Extract, Transform, and Load script for fetching new data from the NYC Open Data Portal's vehicle collision data and loading into the NYC Crash Mapper table on CARTO.
3 stars 0 forks source link

Add Business Improvement Districts to ETL process. #30

Closed danrademacher closed 3 years ago

danrademacher commented 3 years ago

As a first step on this new Walk Mapper project, we need to add Business Improvement Districts to CARTO and then assign Business Improvement Districts to our data, similar to https://github.com/GreenInfo-Network/nyc-crash-mapper-etl-script/blob/f9785e323dd595808f3f89a0be217392c5af536f/main.py#L408-L422

The data is here: https://drive.google.com/open?id=1qoUAdSabPUMcoSmkeV9NWIYPORXc3kvA

This will be part of the new Walk Mapper data system, and I think it is prudent to add it to Crashmapper, though I'm not sure yet how or when it will get added to the front end there, so it might be best use of effort to add the new tagging going forward but not yet tackle trying to apply it backwards to ~2 million crashes, which seems like a rabbit hole.

Bills to CHEKPEDS:Walk Mapper Phase 1

gregallensworth commented 3 years ago

We would need to go back and populate businessdistrict in existing entries, since the ETL script does a "where intersects and is null" to do them brute force. So, if we don't do them today in a zillion small batches, it will crash tomorrow when the script tries to run all of them in one go.

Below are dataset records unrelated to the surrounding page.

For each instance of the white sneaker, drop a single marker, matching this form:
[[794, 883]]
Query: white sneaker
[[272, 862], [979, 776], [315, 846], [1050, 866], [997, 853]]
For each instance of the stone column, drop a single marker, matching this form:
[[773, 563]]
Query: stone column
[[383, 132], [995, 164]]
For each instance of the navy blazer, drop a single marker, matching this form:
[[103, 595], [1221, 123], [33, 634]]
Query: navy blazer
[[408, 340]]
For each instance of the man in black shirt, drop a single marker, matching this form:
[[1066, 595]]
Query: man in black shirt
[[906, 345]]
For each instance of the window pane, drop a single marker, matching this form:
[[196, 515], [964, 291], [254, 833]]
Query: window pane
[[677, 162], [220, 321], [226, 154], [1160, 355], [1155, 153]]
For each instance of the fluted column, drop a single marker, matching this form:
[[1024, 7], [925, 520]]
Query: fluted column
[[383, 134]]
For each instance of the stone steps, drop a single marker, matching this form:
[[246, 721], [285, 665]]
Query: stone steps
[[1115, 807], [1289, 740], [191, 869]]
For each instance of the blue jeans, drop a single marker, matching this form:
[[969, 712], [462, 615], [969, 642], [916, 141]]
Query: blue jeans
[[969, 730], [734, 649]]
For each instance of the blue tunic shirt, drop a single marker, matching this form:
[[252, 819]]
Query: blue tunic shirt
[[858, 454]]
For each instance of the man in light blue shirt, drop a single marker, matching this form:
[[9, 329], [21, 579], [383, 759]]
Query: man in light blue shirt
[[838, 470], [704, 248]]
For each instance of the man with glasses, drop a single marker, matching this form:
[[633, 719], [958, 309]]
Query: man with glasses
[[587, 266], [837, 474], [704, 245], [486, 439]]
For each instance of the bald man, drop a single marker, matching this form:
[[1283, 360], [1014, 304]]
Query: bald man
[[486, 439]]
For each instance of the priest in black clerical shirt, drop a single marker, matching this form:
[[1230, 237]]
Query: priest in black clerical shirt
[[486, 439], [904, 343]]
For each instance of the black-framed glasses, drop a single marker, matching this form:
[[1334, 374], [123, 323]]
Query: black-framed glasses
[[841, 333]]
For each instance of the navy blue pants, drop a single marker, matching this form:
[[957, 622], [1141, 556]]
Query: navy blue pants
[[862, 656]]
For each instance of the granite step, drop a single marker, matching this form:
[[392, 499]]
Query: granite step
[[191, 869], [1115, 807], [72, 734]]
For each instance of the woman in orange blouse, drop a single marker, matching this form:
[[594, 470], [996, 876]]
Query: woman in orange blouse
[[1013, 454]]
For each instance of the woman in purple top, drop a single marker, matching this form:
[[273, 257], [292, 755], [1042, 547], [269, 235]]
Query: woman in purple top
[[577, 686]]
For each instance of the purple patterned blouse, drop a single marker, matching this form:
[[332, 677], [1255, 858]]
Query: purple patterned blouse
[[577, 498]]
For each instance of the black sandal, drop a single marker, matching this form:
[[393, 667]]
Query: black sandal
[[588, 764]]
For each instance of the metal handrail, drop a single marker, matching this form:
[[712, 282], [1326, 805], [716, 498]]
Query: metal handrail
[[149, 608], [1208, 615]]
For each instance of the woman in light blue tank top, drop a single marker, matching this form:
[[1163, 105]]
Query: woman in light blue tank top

gregallensworth commented 3 years ago

Assigning existing crashes

Doing the bulk update of existing records was not difficult, and not overly time-consuming. I ran this 25 times, where X was 0 through 24, thereby doing 1/25th of the crashes at a time and not hitting the time limit. This wasn't even close to the 30-second limit, though, and could probably have been done in % 10 instead.

UPDATE crashes_all_prod
SET businessdistrict = a.bidistrict
FROM nyc_businessdistrict a
WHERE crashes_all_prod.the_geom IS NOT NULL AND ST_Within(crashes_all_prod.the_geom, a.the_geom)
AND crashes_all_prod.businessdistrict IS NULL
AND crashes_all_prod.cartodb_id % 25 = X

Result: 178,665 crashes had a BID assigned which is about 10% of crashes. Not surprising, since most of NYC is not in a B.I.D. This left 1,683,199 crashes not assigned to a BID.

Surprising, though: I just ran a test of all of it in one single query, and the run time was under 3 seconds.

UPDATE crashes_all_prod
SET businessdistrict = a.bidistrict
FROM nyc_businessdistrict a
WHERE crashes_all_prod.the_geom IS NOT NULL AND ST_Within(crashes_all_prod.the_geom, a.the_geom)
AND crashes_all_prod.businessdistrict IS NULL

This is well under the 30-second limit, so should work just fine as a new ETL addition without any special considerations.

gregallensworth commented 3 years ago

The code modification was super simple, and is now in place and deployed to Heroku. it should run tomorrow.

I expect that 90% of them will be null, but still would expect at least a few to have this new field assigned and not to see an error in the heroku console.

SELECT cartodb_id, businessdistrict
FROM crashes_all_prod
WHERE cartodb_id > 3151452
gregallensworth commented 3 years ago

All good here. Last night's run did work, no errors, and with a few of the new crashes being assigned but most not, as expected. 👍